Piccole ma non scontate gemme di musicalità istantanea, le nove misure di Silk and Salt Melodies, titolate secondo modalità ispirative e tematiche che sanno di viaggio ed esotismi non da cartolina, con dichiarate apertura ed attenzione verso la periferia del Mondo, richiamano quanto lungamente Sclavis abbia incorporato segni del linguaggio da strada nel suo fluente opus.
Perfettibile, magari, in quanto non primariamente investito verso l’invenzione radicale, o almeno secondo le aspettative più strettamente jazz, da queste il gruppo può affrancarsi in quanto portatore di una musicalità d’ampio respiro, libera da costrizioni identitarie, che con una attenzione costante tende alle fonti del sortilegio, in una trasfigurazione formale vivente nella filigrana umanista che impronta con costanza lo spirito dell’operazione.
Perseguendo stilemi di un’aggiornata musique de chambre e non escludendo le traiettorie di un certo prog, le Melodie di Seta e di Sale cimentano le misture della leggenda con le misure (per definizione sempre in espansione) dell’avant-garde, ponendosi ad un capo di un movimento musicale attivo e di fatto trasversale, che vanta certo esponenze più fruibili e global (potrebbero esserne un esempio le varie incarnazioni dei conterranei Hadouk).
Plasmata da emersioni orgogliose e decadimenti gentili, tenendo le distanze da asperità formali e da ricerche innovative non primarie ai fini del proposito creativo, le forze e le prese di rischio già espresse nel’appena precedente Atlas Trio transitano verso questa traiettoria sonora che sa di dune e transumanze, risuona di grandi passaggi etnici, delle lacrime e della voce dei deboli, incarnandosi nei tratti fantasmatici della chitarra, nelle stanze del mistero segnato dalla pergamenacea percussione, nelle evocazioni pittoresche dei tasti, certamente nell’inesausto fiato dell’esploratore-leader, che deponendo soluzioni e tratti idiomatici operano per tratteggiare un meta-linguaggio devoluto ad una fruibilità poetica e una drammatizzazione mai retorica.

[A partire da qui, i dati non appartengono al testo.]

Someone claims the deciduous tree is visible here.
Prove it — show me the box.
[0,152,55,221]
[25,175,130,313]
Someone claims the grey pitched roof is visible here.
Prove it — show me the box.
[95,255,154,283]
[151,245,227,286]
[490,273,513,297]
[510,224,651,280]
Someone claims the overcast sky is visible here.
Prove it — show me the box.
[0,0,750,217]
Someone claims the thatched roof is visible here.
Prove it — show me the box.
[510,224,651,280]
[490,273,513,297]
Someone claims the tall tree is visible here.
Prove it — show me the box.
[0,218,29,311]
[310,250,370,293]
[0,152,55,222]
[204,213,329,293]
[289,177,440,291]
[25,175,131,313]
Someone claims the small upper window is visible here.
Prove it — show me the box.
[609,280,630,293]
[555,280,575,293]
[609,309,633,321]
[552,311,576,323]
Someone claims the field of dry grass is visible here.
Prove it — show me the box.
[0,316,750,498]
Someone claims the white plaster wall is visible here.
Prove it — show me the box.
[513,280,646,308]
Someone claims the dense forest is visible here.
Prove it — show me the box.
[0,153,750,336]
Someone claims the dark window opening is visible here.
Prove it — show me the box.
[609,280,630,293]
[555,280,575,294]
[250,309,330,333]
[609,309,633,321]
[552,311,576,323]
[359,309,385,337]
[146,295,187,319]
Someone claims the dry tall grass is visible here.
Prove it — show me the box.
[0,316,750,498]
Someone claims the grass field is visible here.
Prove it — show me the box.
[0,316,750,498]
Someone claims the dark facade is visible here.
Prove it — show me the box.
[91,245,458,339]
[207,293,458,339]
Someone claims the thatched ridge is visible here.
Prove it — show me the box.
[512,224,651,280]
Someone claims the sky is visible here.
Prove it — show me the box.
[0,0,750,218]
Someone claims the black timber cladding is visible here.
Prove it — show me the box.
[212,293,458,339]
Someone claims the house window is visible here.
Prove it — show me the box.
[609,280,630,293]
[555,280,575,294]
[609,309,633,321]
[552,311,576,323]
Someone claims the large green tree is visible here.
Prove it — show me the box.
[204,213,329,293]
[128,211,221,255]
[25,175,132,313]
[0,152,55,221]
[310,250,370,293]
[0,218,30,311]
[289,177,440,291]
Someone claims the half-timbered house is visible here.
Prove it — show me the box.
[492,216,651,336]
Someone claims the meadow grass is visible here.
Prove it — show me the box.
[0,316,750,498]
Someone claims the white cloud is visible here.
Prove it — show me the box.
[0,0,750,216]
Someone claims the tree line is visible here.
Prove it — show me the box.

Partecipativa e mai troppo astratta musicalità, che non origina certo dall’atipico Rouge (prima incisione per ECM, 1991) l’itinere di umor picaresco e di nobile retaggio trovadorico del Nostro torna ad espressione ulteriormente rinnovata, che dell’archetipo del Viaggio e dei transiti della Storia si fa idea creativa ed anche vivido manifesto.